– Sinceramente, Jace -comenzó, con la misma delicadeza con la que le había tocado-, ¿es que no sabes que no se debe jugar con cristales rotos?
Él profirió un sonido parecido a una risa estrangulada antes de alargar las manos y envolverla en un abrazo. Clary era consciente de que Luke les observaba desde la ventana, pero cerró los ojos con firmeza y enterró el rostro en el hombro de Jace.
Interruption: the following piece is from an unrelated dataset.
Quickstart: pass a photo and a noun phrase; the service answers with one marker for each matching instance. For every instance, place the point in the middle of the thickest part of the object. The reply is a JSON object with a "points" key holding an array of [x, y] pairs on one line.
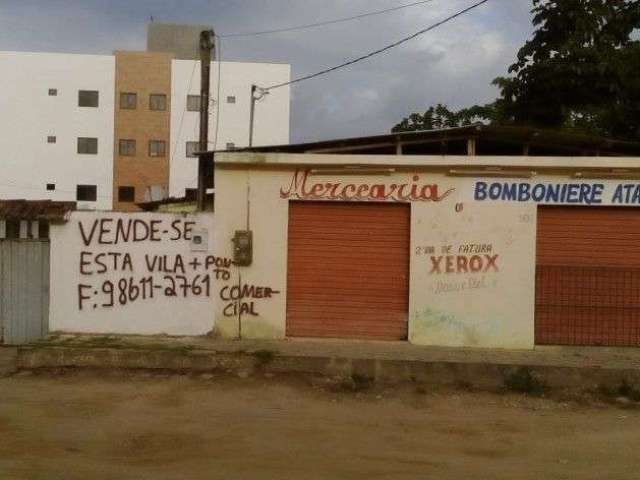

El muchacho olía a sal y a sangre, y sólo cuando su boca se acercó a la oreja de ella comprendió qué era lo que decía, lo que había estado murmurando antes, y era la letanía más simple de todas: el nombre de Clary, sólo su nombre.
La ascensión seduce
El pasillo del hospital era cegadoramente blanco. Tras tantos días de vivir a la luz de las antorchas, las lámparas de gas y la sobrenatural luz mágica, la luz fluorescente hacía que las cosas parecieran planas y anormales. Cuando Clary dio su nombre en el mostrador de recepción, advirtió que la enfermera que le entregaba la hoja de visita tenía una piel que resultaba extrañamente amarilla bajo la fuerte iluminación.
«Tal vez sea un demonio», pensó Clary, devolviendo la hoja.
– La última puerta al final del pasillo -informó la enfermera, lanzándole una sonrisa amable.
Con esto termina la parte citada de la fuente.